Через секунду он уже спал. И это был мертвый сон.
Водка врезала и по Егорке: столовая вдруг свалилась куда-то вбок и плыла, плыла, растекаясь в клубах дыма. Тетя Нина достала допотопный, еще с катушками, магнитофон, и в столовую ворвался старый голос Вадима Козина, магаданские записи:
Магадан, Магадан, чудный город на севере дальнем,
Магадан, Магадан, ты счастье мое — Магадан…
Как Магадан может быть счастьем?.. Как?..
Егорка схватил стакан, быстро, без удовольствия допил его и пододвинул к себе холодную котлету.
— Ты что, Нинок, котлеты на моче стряпаешь? — заорал кто-то из зала.
Тетя Нина широко, по-доброму улыбнулась:
— Не хошь — не жри!..
— Деньги вертай! — не унимался кто-то.
— Манушку покажь! Нинка! Покажь!..
— Ну ты, бля… — удивилась тетя Нина. — Не дож-ждесси!
— Покажь… покажь потроха…
— Во, нахрап… — добродушно удивилась она…
Сквозь полудрему Егорке почудилось, что рядом с ним кто-то плачет.
Он не сразу узнал Олешу: его физиономия разбухла, Олеша не мог говорить, только тыкал в Егорку листом бумаги.
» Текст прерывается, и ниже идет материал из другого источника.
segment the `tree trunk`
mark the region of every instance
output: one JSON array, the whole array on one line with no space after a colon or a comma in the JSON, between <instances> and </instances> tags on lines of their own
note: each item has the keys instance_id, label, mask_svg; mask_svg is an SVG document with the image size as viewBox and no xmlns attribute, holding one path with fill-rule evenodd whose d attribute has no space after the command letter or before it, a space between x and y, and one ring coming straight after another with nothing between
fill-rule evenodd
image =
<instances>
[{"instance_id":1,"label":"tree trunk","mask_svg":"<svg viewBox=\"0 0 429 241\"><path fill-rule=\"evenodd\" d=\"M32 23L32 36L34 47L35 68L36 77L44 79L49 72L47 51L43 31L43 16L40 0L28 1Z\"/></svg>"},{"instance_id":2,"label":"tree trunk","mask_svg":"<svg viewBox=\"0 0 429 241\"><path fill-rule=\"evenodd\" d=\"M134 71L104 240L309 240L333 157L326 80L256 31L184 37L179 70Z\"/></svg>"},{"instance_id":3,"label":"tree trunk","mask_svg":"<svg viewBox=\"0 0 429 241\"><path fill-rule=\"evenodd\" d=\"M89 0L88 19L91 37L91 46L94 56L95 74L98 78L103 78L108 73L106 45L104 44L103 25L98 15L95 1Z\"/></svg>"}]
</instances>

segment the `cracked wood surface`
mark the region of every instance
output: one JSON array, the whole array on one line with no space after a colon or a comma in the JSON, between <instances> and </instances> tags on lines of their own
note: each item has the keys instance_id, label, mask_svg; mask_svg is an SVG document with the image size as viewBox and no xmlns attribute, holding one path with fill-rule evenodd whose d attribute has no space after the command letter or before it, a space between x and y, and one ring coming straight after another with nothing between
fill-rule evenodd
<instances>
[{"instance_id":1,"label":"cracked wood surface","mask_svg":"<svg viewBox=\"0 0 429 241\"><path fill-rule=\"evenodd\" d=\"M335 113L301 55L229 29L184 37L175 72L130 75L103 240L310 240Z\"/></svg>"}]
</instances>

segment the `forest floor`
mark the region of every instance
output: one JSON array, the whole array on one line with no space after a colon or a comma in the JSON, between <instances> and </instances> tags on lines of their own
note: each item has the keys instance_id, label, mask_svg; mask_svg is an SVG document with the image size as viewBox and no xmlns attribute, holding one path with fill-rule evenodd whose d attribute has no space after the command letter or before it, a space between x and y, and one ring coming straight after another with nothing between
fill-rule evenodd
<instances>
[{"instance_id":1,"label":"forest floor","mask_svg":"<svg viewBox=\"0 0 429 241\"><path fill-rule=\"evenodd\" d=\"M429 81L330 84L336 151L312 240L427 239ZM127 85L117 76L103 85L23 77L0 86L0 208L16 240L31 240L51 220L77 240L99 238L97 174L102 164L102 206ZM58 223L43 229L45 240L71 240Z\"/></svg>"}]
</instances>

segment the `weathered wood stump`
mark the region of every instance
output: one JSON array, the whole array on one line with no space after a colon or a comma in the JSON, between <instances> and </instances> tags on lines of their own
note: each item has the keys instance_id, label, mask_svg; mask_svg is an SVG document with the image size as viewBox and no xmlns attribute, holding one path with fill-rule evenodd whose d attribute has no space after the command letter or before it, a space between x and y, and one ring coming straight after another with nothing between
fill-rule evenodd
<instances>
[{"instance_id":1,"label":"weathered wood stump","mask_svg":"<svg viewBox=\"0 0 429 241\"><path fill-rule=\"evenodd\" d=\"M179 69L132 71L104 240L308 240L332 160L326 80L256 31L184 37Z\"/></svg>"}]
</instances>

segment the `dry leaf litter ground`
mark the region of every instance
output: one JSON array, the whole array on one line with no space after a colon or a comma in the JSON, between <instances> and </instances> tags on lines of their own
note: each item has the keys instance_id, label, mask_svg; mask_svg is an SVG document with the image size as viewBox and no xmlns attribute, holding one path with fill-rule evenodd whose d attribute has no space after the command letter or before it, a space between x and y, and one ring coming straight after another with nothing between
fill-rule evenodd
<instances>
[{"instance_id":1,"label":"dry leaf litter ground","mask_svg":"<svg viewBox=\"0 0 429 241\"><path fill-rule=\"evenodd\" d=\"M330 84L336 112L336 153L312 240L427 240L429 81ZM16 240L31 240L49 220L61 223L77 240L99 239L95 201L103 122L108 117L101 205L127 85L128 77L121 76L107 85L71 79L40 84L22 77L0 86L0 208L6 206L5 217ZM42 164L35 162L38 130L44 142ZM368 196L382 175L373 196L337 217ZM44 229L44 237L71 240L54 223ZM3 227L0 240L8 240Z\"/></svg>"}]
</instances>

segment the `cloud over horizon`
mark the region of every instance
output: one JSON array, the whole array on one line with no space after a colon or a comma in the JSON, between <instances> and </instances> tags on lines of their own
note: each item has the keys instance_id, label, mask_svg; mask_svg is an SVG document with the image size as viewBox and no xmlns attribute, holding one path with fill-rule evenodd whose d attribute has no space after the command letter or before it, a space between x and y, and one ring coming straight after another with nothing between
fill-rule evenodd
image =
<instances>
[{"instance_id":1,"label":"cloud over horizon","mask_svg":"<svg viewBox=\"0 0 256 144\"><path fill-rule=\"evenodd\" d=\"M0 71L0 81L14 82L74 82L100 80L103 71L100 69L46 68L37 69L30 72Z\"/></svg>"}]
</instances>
— Че? — не понял Егорка. — Че с тобой?
— Ты… че? А ниче! — взвизгнул Олеша. — Тридцать два ведра… — п-понял? Тридцать два ведра!
Борис Борисыч, удачно сложившийся пополам, вдруг рыгнул и упал на пол. Олеша рухнул рядом с Борис Борисычем и вцепился в него обеими руками:
— Тридцать два ведра — слышь… слышь!.. Тридцать два ведра!..
Борис Борисыч не слышал. Его башка послушно крутилась в Олешиных руках и тут же падала обратно на пол.
— Суки, с-суки, с-с-суки! — вопил Олеша.
Егорка встал и медленно по стенке пошел к выходу. Дойдя до двери, он оглянулся назад: Олеша попытался встать, но вдруг завыл по-звериному…
Было в этом крике что-то чудовищное, словно у человека взорвалось все нутро, рот перекосился, разорван… — как у Лаокоона, только у Лаокоона, видать, были благородные страдания, а здесь нутряные, русские…
Егорка передумал ехать в Москву в понедельник, но от идеи своей — не отказался.
13
Когда Руцкой с автоматом наперевес поднялся на второй этаж его дачи в Форосе, он стоял в коридоре. Раиса Максимовна ужасно нервничала, — именно в этот момент ее левая рука повисла как плеть, а через сутки, уже в Москве, в больнице, ослеп левый глаз.
— Ну что, Саша… вы и меня хотите арестовать? — спросил он.
Какая глупость, черт подери, — зачем, зачем он это сказал? Кто задает такие вопросы!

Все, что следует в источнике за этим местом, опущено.